Versions Compared

Key

  • This line was added.
  • This line was removed.
  • Formatting was changed.

Introduction

There are many ways to design, configure and operate your Data Mart. Since different approaches are valid in context, it is not possible to define best practices for every task. However, there are some useful lessons from the experience of Eagle and its clients with Data Mart. This document assumes that you are familiar with how to use Data Mart. The information in this section does not cover basic concepts, but instead recommends specific choices of tools and techniques which lead to better results.

Maintaining the Mart

Back-filling History for a New Field

You can add fields to any Data Mart model at any time. When you do, you will likely want back-fill history by building data values for past dates. The Selective Fields enhancement allows you to do this.

Before the enhancement, whenever you built data for a given table, fund and date, you had to build all fields in each row. This was a relatively time-consuming process if there were many fields in the model’s table and possible extensions. Also, rebuilding data for past periods might run counter to your preferences to preserve or “rule off” data values already reported to clients for past periods.
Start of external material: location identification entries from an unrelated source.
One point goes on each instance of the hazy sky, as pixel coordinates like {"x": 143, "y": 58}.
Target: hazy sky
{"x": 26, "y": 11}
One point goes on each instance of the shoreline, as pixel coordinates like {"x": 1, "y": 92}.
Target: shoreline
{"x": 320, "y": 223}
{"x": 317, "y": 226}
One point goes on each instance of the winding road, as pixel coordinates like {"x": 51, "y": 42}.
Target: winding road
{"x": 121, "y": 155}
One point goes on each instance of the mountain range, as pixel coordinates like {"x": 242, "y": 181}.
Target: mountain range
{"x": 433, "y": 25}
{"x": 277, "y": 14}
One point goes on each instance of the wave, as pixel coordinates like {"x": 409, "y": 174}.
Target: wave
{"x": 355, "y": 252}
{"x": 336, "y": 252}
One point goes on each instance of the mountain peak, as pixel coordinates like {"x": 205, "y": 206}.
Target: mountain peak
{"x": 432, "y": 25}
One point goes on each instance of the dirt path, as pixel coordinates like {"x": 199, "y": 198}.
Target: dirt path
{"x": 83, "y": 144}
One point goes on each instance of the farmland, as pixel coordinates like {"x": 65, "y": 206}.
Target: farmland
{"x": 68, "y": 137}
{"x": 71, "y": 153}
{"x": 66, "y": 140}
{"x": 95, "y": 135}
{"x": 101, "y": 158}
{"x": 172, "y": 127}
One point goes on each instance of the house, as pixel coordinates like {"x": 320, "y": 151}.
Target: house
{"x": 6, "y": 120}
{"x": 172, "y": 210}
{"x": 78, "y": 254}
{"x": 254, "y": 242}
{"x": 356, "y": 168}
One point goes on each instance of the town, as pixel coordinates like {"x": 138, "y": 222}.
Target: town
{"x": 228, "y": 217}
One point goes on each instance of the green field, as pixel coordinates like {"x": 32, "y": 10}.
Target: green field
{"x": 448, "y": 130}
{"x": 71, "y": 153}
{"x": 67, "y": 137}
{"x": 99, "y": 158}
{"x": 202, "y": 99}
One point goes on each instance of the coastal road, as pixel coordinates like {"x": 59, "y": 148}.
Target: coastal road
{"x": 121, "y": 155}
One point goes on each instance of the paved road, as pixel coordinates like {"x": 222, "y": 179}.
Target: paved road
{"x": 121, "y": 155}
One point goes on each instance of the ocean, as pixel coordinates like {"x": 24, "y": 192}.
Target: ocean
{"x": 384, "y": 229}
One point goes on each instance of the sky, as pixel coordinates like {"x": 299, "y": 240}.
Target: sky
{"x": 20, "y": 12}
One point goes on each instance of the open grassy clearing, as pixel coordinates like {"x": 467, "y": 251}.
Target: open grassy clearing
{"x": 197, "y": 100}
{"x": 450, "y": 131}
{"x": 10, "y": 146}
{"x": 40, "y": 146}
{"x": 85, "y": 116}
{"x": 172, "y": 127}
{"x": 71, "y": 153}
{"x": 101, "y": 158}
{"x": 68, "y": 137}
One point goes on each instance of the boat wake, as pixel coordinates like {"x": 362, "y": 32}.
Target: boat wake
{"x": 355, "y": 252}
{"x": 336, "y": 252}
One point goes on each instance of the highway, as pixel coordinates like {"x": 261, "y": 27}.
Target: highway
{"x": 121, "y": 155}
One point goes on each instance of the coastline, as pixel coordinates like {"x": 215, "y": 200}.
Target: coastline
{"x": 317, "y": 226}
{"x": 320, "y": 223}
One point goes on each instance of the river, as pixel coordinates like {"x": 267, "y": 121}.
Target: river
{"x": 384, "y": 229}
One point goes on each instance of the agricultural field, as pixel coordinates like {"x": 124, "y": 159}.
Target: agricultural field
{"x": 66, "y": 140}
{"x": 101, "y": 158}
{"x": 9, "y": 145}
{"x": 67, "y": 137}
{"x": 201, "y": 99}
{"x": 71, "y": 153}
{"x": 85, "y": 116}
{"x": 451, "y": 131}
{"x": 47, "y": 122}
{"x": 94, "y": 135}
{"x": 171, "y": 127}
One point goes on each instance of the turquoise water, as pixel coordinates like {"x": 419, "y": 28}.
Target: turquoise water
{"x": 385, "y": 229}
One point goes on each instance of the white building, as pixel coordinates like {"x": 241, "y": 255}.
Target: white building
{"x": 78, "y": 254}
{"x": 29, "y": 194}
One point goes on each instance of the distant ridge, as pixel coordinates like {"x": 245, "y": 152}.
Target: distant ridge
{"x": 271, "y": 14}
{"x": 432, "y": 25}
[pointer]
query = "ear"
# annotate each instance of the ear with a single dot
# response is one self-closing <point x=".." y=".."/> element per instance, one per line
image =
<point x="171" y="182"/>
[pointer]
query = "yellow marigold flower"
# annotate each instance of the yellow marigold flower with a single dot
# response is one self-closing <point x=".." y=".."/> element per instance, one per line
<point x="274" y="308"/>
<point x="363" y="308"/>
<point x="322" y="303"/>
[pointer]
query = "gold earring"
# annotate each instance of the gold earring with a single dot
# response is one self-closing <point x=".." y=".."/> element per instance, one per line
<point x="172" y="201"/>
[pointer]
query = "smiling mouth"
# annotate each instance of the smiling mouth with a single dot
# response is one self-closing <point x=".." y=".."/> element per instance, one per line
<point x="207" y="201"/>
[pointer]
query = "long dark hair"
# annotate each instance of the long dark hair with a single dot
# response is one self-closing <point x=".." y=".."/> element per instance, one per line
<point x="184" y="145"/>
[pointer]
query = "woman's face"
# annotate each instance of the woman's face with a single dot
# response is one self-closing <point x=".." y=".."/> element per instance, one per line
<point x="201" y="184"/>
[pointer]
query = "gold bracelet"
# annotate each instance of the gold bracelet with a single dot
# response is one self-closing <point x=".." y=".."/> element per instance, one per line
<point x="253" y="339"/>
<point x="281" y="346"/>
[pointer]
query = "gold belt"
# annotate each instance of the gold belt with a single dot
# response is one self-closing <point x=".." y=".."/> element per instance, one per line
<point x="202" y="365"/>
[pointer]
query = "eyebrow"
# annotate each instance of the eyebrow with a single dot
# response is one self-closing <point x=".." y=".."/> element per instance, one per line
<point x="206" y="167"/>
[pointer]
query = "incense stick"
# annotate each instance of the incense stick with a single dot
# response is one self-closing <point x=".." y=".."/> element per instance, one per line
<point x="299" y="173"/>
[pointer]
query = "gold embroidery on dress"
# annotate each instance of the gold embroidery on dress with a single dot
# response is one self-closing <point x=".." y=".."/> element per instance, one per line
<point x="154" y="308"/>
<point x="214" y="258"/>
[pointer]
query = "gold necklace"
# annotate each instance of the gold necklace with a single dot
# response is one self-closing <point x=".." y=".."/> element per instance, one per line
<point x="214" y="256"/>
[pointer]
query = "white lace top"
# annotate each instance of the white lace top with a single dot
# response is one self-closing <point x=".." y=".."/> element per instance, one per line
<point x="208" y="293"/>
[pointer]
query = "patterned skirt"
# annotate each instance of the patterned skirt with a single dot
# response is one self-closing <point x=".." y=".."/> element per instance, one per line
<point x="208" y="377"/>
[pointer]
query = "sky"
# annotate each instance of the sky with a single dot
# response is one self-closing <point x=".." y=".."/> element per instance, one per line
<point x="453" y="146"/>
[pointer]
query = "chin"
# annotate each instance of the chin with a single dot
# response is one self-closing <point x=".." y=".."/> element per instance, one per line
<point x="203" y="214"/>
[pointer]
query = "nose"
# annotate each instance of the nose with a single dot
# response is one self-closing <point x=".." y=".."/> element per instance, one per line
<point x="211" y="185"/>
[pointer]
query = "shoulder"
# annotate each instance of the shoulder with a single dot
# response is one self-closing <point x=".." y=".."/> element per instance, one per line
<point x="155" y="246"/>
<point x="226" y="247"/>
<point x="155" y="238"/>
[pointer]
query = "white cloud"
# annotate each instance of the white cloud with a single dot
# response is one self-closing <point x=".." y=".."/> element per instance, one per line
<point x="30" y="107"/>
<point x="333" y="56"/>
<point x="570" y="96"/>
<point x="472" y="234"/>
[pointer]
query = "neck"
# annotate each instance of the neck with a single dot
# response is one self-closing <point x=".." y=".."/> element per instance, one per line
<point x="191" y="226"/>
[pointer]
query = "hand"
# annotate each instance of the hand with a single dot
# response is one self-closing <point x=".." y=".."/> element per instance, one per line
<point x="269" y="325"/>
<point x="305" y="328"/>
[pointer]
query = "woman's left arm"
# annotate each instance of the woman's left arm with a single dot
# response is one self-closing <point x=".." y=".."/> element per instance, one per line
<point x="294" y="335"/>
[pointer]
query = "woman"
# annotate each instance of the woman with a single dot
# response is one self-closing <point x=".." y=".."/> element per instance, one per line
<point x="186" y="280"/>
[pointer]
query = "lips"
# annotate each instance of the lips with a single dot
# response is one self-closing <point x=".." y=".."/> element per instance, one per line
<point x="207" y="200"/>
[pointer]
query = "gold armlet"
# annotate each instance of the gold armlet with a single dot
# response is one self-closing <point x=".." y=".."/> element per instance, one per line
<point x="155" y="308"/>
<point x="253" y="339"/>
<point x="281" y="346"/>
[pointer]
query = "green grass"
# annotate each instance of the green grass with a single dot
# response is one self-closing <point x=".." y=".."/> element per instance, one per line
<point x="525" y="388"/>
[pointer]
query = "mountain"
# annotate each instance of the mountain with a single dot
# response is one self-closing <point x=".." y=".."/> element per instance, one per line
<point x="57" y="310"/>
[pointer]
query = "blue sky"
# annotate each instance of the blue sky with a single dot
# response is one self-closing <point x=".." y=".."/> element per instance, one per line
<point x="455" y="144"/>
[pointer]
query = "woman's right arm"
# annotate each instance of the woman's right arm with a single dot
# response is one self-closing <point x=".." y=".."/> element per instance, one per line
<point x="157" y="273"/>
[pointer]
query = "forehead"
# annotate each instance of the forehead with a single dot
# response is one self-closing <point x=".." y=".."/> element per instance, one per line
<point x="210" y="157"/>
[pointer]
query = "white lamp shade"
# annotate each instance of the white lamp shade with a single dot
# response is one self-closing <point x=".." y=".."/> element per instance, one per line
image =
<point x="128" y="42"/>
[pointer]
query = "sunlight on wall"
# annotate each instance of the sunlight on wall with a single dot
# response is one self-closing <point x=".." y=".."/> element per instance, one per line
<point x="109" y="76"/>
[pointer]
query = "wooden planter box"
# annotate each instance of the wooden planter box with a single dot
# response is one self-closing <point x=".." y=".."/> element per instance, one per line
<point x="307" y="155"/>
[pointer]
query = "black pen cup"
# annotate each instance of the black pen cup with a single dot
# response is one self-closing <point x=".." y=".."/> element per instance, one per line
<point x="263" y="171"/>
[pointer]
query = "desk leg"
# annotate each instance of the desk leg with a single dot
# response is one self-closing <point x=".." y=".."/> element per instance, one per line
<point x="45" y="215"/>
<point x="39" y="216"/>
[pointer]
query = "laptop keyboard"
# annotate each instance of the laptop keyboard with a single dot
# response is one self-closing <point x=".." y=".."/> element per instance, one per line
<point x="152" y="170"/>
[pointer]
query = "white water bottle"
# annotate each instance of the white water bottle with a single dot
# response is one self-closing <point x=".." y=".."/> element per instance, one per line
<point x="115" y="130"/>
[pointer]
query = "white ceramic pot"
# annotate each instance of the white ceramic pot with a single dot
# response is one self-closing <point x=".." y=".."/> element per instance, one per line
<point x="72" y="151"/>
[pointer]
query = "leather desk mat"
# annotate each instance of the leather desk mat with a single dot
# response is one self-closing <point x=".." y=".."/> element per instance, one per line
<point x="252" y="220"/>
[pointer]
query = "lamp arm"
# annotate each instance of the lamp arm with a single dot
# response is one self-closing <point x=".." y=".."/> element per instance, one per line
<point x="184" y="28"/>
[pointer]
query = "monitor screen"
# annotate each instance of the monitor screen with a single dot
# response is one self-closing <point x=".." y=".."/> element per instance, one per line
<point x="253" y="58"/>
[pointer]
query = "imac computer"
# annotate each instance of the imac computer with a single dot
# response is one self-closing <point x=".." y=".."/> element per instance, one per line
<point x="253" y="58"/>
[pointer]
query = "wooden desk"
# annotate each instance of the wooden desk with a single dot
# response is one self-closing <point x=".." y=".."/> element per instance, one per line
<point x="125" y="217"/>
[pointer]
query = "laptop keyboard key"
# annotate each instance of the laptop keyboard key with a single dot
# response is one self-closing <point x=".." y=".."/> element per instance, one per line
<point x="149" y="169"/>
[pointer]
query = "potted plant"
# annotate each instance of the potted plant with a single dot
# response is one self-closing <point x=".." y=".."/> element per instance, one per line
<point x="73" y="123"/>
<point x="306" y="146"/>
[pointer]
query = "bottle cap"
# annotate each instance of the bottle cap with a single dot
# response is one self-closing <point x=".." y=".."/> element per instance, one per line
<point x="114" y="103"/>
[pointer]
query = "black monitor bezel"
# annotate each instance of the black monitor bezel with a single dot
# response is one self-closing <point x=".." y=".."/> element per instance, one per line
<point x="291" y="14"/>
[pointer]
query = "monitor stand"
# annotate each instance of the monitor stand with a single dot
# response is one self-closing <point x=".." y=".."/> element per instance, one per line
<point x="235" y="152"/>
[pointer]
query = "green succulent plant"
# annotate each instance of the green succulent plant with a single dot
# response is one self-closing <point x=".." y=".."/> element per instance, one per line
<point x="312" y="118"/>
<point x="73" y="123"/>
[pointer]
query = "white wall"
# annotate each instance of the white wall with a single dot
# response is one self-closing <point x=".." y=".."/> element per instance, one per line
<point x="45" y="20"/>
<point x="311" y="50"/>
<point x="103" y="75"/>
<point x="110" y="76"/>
Using Selective Fields, you can choose to build as few as a single field in a model. This may be a new field or an overwrite of an existing field. You can completely bypass model extensions that do not contain any fields you want to build, which saves time. There is complete flexibility with respect to field selection.

Regardless of your release, to back-fill data use the manual or ad hoc submission process accessible via the Submit link in Manage Mart. Take advantage of the date-range approach to specifying a series of effective dates covering the time interval for back-filling.

Building Data for a Series of Dates in One Step

When you use the Submit link in Manage Mart to build data on an ad hoc rather than scheduled basis, you usually specify a single as-of or effective date. However, if you want data for multiple past dates such as for historical back-fill of a newly added field, you can use the date range option in Submit as an alternative to repeatedly running for a single date.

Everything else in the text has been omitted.